How can people have faith in these products for business critical work?
a reasonably big cisco network with ~90 asr9010 routers experienced random line card reboots and therefore outages without any good reason. incidents followed each other randomly, but sometimes after just couple minutes, essentially creating some chain-reaction like effects: routers connected to each other via long-haul transmission connections, but otherwise up to 100km apart from each other just suddenly died within minutes. no one could tell why. the issue repeated itself - the only resolution was to power-cycle the boxes using out-of-band management. a reboot meant 30-40 minutes
(! correct, minutes, not seconds) time taken to recover.

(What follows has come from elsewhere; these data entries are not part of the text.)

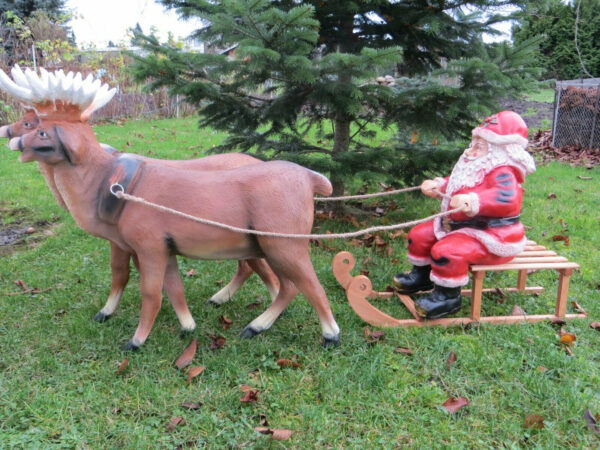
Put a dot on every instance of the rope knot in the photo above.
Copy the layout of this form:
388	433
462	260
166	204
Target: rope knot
117	190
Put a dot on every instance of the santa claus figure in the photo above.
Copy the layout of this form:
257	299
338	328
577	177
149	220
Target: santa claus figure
486	181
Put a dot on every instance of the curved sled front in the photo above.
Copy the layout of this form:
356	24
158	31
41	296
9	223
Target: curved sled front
359	288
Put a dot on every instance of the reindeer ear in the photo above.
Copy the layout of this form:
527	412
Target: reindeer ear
70	144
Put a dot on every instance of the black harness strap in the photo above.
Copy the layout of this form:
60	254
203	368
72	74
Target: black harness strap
126	171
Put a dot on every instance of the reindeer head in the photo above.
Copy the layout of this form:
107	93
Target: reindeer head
53	142
61	104
27	123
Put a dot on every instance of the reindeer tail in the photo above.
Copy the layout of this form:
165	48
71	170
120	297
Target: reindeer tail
321	185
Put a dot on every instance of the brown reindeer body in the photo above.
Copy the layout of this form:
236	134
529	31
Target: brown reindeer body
273	196
120	258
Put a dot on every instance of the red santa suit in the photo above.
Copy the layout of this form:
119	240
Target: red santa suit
494	234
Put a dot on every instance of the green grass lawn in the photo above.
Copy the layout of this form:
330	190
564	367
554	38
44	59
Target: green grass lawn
58	386
543	95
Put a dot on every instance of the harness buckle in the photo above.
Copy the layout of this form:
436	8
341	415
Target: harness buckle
116	189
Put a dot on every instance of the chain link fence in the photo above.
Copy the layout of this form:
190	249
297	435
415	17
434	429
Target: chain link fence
576	113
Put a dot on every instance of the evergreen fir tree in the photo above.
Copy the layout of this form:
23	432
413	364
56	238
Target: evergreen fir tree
301	68
555	21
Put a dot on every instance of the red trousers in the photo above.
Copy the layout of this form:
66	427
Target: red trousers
450	256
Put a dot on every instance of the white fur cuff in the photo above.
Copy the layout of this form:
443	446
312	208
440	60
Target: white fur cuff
474	202
418	260
449	282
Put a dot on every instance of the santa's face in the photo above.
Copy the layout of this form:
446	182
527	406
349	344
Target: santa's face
478	149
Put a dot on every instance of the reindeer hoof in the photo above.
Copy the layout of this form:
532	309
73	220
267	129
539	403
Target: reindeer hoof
101	317
130	346
184	334
331	341
249	332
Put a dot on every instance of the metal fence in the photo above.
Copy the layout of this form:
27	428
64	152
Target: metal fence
576	113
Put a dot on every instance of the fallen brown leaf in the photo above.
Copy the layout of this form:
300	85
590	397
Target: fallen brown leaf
591	421
403	350
22	285
373	336
225	321
250	394
567	339
194	372
578	307
193	406
557	321
568	350
534	421
188	355
379	242
283	363
277	434
561	237
263	420
518	311
451	360
217	342
174	423
122	366
454	404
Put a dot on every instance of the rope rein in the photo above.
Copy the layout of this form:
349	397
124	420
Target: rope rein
117	190
377	194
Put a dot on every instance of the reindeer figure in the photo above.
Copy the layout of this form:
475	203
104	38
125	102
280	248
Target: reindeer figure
120	259
273	196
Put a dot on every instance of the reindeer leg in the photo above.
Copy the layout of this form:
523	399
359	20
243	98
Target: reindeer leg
119	266
152	269
263	322
300	270
265	273
224	295
173	287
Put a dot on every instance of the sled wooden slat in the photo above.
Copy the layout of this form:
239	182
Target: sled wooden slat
533	258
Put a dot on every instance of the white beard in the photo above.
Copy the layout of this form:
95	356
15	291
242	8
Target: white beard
469	172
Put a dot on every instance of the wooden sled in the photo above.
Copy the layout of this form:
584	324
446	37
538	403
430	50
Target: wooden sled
533	258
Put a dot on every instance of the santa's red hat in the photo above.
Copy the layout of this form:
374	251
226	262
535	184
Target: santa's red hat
506	127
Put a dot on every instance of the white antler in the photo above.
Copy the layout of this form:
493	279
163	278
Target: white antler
88	94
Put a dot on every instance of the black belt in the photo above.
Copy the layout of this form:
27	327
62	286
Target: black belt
479	223
126	169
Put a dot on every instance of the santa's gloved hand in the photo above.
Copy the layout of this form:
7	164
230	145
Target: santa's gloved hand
431	188
469	203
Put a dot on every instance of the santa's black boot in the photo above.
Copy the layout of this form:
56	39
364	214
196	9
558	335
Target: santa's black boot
441	302
414	281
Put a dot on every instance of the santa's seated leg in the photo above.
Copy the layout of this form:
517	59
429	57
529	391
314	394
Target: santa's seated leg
420	241
450	260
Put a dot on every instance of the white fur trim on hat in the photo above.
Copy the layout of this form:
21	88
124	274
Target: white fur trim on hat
418	260
492	244
474	201
441	181
499	139
449	282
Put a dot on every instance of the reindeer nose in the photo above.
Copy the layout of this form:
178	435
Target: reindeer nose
15	144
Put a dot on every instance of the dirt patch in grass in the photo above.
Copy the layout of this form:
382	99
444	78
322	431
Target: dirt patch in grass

some even suspected cyber-criminal activity or cyber-terrorism must be behind it.
all the linecards were replaced (that is a bit over 250 pieces) with next generation ones as repair.
later it was found and demonstrated, that the packet parser mistakenly identified an ethernet frame carrying an ipv4 packet as ipv6 packet, branched to the wrong point on the NP, resulting a processor lockup - a situation from where the device cannot recover, not even with the implemented watchdog.
total secrecy was kept, not even the owner & operator of the network was told the exact mechanism and conditions how the bug could be triggered.
several months later the issue was disclosed as "severity 2 DDTS" with the appropriate patches.
and look, even after the effect, we still see some NP lockups in the network, caused by other mis-parsed packets, but until now the NPUs were able to recover from it using "fast reset" - resulting a couple of second outage, instead of turning unresponsive. does that mean, all the issues got fixed? actually no, it's just an automated workaround.
bottom line: routers are computers, running software people write, even if they test lots of things, there's nothing like live production network, where shit just happens. regardless of the make.
i could have been whining at the TAC hours long because most of the "cisco enterprise APs" were affected by the WPA2 issue and there was no software fix available, even after weeks the bug was publicly disclosed. and look, RouterOS current & bug fix releases had the fix on the day of the disclosure. serious gear for serious business?